South Korean President Moon Jae-in and North Korean leader Kim Jong-un have announced a sweeping set of agreements after their second day of talks in Pyongyang that included a promise by Kim to permanently dismantle the North’s main nuclear complex if the United States takes corresponding measures.
They also agreed to the acceptance of international inspectors to monitor the closing of a key missile test site and launch pad and a vow to work together to host the summer Olympics in 2032.
Declaring they had made a major step toward peace on the Korean Peninsula, the two leaders were side by side as they announced the joint statement to a group of North and South Korean reporters after a closed-door meeting on Wednesday.
“We have agreed to make the Korean Peninsula a land of peace that is free from nuclear weapons and nuclear threat,” Kim said as he stood by Moon’s side at the guesthouse where Moon is staying.
“The road to our future will not always be smooth and we may face challenges and trials we can’t anticipate.
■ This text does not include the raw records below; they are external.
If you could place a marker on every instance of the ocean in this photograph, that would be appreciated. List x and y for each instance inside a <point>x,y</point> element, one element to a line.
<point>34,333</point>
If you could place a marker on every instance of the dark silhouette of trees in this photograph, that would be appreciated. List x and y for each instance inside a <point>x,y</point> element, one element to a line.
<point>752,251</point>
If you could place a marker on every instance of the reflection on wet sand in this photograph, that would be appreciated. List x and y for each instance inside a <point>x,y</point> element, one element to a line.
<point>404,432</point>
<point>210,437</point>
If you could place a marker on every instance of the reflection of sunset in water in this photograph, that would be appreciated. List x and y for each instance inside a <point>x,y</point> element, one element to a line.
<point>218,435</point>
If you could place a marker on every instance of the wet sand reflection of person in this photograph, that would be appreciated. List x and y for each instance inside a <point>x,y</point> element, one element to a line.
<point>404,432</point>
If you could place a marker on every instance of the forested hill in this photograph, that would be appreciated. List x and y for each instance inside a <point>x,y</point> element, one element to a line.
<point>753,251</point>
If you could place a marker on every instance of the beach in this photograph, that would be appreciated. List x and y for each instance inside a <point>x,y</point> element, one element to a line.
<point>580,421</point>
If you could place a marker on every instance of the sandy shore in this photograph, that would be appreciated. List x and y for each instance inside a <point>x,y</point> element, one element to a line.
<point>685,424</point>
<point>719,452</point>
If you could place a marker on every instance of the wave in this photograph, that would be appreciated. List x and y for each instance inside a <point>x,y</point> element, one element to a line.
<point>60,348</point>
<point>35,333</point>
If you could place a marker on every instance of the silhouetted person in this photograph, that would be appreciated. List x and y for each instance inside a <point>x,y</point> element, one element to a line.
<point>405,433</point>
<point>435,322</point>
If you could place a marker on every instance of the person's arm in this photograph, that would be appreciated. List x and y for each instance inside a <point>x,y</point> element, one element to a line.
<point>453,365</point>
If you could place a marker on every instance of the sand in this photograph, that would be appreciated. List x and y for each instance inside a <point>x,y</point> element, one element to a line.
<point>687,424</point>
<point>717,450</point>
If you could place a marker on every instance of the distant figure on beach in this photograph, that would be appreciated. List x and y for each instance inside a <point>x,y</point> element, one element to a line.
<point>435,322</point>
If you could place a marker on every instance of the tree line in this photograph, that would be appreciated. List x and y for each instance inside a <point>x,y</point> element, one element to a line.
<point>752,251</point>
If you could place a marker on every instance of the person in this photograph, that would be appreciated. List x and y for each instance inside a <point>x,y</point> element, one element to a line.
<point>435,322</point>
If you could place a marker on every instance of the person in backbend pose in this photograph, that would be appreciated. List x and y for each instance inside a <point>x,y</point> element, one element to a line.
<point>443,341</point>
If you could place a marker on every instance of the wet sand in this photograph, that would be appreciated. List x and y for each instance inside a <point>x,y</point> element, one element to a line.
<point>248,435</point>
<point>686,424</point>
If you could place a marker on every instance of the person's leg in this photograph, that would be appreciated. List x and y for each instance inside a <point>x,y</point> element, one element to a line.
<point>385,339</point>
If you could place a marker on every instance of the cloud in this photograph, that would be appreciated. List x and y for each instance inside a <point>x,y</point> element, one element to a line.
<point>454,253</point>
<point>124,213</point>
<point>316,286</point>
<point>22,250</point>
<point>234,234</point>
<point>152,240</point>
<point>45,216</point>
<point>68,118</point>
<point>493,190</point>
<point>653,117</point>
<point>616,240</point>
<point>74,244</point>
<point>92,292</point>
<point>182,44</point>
But we aren’t afraid of headwinds because our strength will grow as we overcome each trial based on the strength of our nation.”
Kim and Moon earlier smiled as they walked into a meeting room to finalise the joint statement, which also said that the leaders would push for a Korean Peninsula without nuclear weapons and to “eliminate all the danger of war.”
They agreed that Kim would visit the South in the near future.
The statement caps off the third summit between Kim and Moon, who is under increasing pressure from Washington to find a path forward in its efforts to get Kim to completely – and unilaterally – abandon his nuclear arsenal.
But while containing several tantalising offers, it appears to fall short of the major steps many in Washington had been looking for – such as a commitment by Pyongyang to provide a list of the North’s nuclear facilities, a solid step-by-step timeline or an agreement to allow international inspectors in to assess progress or discover violations.
The question is whether it will be enough for President Donald Trump to pick up where Moon has left off.
Trump has maintained that he and Kim have a solid relationship, and both leaders have expressed interest in a follow-up summit to their meeting in June in Singapore. North Korea has been demanding a declaration formally ending the Korean War, which was stopped in 1953 by a cease-fire, but neither leader mentioned it as they read the joint statement.